By: Lukasz Spierewka / Afterburn Games
Lukasz Spierewka’s Golf Peaks released last year and I instantly fell in love. It’s a finely crafted puzzler and one of my favorite iOS games. I’m usually not much of a golf fan, but the clever way it used cards and removed any finicky controls you might expect from the genre resulted in a polished and satisfying game. So when I heard he was working on a new puzzle game about cats making sushi, I was completely on board. Inbento is very different from Golf Peaks, but what they have in common is a simple concept and focused vision that allows for tricky puzzles without overcomplicating things. In fact, I was skeptical at first that it could live up the the challenge of his first game, but the last few worlds have proven me wrong and possibly broke my brain.

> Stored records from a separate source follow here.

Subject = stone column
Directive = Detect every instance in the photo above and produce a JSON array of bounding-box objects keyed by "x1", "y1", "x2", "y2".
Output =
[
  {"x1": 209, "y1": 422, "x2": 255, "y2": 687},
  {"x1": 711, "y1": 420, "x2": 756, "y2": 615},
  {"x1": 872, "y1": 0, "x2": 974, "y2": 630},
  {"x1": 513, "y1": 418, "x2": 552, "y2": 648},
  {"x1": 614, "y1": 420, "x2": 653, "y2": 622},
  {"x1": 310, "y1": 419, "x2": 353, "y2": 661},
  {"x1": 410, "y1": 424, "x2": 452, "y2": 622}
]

In inbento, you take on the role of a cat mom packing bento boxes with all sorts of fish, rice and other ingredients. The story follows her and her kitten as they bond over the popular Japanese cuisine. Each level is at maximum a 3×3 grid. At the top of the screen is the pattern you need to copy. You simply drag pieces from the bottom to the box in the center. At first, you’re only packing ingredients next to each other or on top of each other, figuring out the best way to layer them. But things start to get more interesting when new mechanics are added. There are pieces that allow you to move tiles, swap tiles, copy tiles to another place on the grid, or even pick up tiles to save and then drop anywhere you want. Most pieces can also be rotated, making it even harder to decide exactly what to use them for. If you mess up, you can either reset the puzzle or simply tap on the bento box to undo your last move. The game even reminds you to do so if you run out of pieces and didn’t solve it. That, together with one-handed portrait mode and simple controls makes for a very mobile-friendly puzzler that’s great to play anywhere.

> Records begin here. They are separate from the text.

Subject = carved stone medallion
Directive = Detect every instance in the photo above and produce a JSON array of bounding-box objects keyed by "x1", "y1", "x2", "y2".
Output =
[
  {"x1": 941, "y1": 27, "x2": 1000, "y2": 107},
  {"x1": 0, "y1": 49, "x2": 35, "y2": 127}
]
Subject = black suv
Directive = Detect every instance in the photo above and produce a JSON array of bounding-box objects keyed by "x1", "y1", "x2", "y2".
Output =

Inbento features over one hundred levels throughout twelve worlds. Like I said, the game starts off pretty easy, maybe even too easy. I breezed through the first four areas and was worried it might not show its teeth. There’s perhaps a bit too much filler for my tastes. But things get much trickier later, and I haven’t even been able to finish it yet. I’ve been working at a handful of puzzles that I can’t seem to crack. Thankfully, the game isn’t hyper-linear, allowing you to unlock three levels at a time in a world. So I currently have five levels to work on at once instead of being stuck on one until I can solve it.
Later levels of inbento remind me of some of Golf Peaks‘ best puzzles, in the way they manage to be challenging even with as little as three moves available. Instead of overcomplicating things by adding twenty different pieces to work with, the game never has more than six. It’s a sign of a good puzzler when the mechanics are so focused that a small 3×3 grid with only three moves can be such a stumper. It’s because the possibilities seem endless with those three moves. It’s difficult deciding which ingredients to remove, and in what order to use the three pieces. And, like the best Golf Peaks puzzles, they often try to trick you by making the most obvious solution the wrong one. You really have to think outside the box with some of the later puzzles. Pun intended.
With inbento, Afterburn Games prove once again that they know how to craft highly focused and satisfying puzzlers. I wouldn’t have minded the difficulty ramping up a bit sooner, but there’s enough challenging content that I haven’t been able to rush through the entire game. Add to that a clean, sharp art style and a cute white cat that resembles my own, and it’s hard not to fall in love. I’m looking forward to spending more time with the last few levels I need to solve. And if Golf Peaks is anything to go by, we can expect some content updates down the line. If you’re a puzzle fan, you can’t go wrong here. So go grab inbento and start your career as a furry sushi chef. Just don’t let any cat hair get into the food!